4 thoughts on - CentOS 7 Selinux

  • Isn’t the correct answer “yes” for every single file under that directory?

    If it were otherwise, you’d have services continually restarting to look for updated settings. Then because of all the resulting inadvertent lock-outs and other failures, you’d have big block comments at the top of those files telling you not to save the file until you’re sure you want those settings applied immediately.

    If you’re trying to entirely disable SELinux with this change, you’ll have to reboot. If you’re changing between enforcing and permissive, there are commands for that:

    https://unix.stackexchange.com/questions/148890/how-to-disable-selinux-without-restart

  • Hi Larry,

    It depends.

    If you are changing the SELinux mode from ‘enforcing’ to ‘permissive’ and vice versa, you can make that change active in the running system by issuing the ‘setenforce 1’ or ‘setenforce 0’ command, respectively.

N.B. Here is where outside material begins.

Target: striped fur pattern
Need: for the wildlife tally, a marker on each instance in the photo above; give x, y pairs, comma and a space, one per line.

    If you want to go to or from ‘disabled’ or change the SELinux policy you’ll need to reboot to activate the change.

    Regards,

    Peter.

  • You say that, but NetworkManager’s default setting used to be to monitor the files in /etc/sysconfig/network-scripts/ and restart the network interfaces when you changed the ifcfg-* files. Thankfully, now you need to set ‘monitor-connection-files=true’ in the NetworkManager.conf to get that ‘feature’.

    Many times I’d change an IP in the file with vi, save out of muscle memory before I realize what I’ve done.